Following a meeting with Haredi lawmakers on Wednesday, Edelstein said, “There is nothing new under the sun. The enlistment bill outline that I presented last night in the meeting is the same one we have been discussing for over a year. A law without personal, effective sanctions, high enlistment targets with a rapid increasing rate is not enlistment but evasion, and therefore I have opposed it the entire time.”
“While IDF soldiers and commanders are in the middle of their efforts to defeat Hamas, I am committed to them and their families for Israel’s security to broaden the IDF’s base of conscription, to ensure we can build up our forces for generations and ease the burden on the reservists,” he added.
Full-time Haredi yeshiva students have been exempt from the IDF draft since the inception of the state; first unofficially in the hundreds, and then officially in the tens of thousands as of 1999. That exemption, known as the Tal Law, was struck down by Israel’s High Court of Justice in 2012, and disputes over the topic have been a constant, major feature of Israeli politics ever since.

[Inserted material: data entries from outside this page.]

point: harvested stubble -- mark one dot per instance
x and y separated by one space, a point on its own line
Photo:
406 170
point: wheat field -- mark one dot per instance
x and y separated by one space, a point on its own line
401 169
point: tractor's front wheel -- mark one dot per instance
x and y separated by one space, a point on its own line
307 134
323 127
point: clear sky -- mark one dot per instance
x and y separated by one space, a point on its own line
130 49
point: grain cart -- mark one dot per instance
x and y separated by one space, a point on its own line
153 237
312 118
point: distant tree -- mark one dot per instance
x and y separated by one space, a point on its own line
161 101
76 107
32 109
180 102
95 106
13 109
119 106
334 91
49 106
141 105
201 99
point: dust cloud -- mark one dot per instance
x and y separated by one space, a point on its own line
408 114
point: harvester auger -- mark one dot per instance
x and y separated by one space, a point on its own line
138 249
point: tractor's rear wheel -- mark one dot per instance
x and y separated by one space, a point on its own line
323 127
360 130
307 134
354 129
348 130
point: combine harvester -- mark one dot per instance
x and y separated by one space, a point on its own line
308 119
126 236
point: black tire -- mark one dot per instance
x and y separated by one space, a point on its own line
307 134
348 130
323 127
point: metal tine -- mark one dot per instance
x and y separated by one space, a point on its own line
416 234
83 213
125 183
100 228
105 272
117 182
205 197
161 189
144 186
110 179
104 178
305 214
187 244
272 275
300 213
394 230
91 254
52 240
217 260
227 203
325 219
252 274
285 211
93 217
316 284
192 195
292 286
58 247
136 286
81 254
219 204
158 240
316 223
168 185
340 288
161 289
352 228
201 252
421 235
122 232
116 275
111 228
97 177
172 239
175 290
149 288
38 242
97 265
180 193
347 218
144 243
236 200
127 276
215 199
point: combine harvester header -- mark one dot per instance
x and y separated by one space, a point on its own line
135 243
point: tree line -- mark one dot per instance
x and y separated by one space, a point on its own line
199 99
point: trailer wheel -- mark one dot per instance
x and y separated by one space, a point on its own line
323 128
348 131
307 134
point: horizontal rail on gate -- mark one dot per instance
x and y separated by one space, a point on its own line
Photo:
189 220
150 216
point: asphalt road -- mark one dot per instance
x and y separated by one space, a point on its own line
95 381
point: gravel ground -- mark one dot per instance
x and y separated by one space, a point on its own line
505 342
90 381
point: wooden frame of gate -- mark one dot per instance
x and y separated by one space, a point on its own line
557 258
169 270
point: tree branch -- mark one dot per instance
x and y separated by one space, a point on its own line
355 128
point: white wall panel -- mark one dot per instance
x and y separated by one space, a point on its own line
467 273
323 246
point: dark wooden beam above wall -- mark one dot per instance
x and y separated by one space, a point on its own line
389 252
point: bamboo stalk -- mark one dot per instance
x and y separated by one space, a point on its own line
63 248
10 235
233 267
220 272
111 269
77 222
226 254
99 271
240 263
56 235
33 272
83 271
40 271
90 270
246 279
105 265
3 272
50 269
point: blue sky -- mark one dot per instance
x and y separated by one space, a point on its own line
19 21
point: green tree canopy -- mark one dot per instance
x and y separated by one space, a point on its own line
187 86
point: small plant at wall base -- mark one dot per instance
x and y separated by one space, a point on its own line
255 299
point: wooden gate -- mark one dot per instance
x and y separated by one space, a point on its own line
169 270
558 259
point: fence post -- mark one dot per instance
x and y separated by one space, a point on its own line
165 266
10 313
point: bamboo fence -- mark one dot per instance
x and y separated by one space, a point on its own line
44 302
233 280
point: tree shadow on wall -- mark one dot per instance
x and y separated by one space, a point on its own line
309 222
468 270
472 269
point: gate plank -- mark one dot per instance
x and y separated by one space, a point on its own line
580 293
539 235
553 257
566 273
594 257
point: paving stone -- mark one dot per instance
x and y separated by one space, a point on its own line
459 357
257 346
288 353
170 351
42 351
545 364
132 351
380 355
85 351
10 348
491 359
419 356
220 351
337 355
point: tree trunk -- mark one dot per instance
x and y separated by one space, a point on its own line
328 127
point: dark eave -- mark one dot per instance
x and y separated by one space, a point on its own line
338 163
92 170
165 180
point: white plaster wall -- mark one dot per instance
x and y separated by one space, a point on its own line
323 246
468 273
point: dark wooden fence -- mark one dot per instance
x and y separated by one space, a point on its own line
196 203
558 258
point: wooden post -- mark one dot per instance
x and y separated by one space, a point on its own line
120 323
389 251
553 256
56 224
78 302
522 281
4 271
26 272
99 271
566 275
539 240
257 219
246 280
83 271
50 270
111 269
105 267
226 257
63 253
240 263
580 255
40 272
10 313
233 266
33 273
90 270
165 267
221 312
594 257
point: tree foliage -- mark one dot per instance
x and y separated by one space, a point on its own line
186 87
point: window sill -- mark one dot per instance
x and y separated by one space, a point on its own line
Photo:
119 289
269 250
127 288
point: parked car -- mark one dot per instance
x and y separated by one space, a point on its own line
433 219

In June 2024, the High Court ruled that the IDF and government must actively conscript Haredim, because there is no longer an exemption law in place.
The IDF reported last month that 5% of the 24,000 Haredim who received call-up letters in the past year reported to the recruitment office. In the first four months of 2025, 23% of Haredim who were called up reported for duty.
While the exemption was never popular in the general public, opposition to it surged following the Oct. 7, 2023, attacks on Israel, after which hundreds of thousands of Israelis were called up to fight the war in Gaza and the IDF has complained of personnel shortages. A January poll from the Israel Democracy Institute showed 68% of Israelis oppose a law allowing Haredim to avoid the draft, including 75% of non-Haredi Jews and 60% of voters for Netanyahu’s Likud party.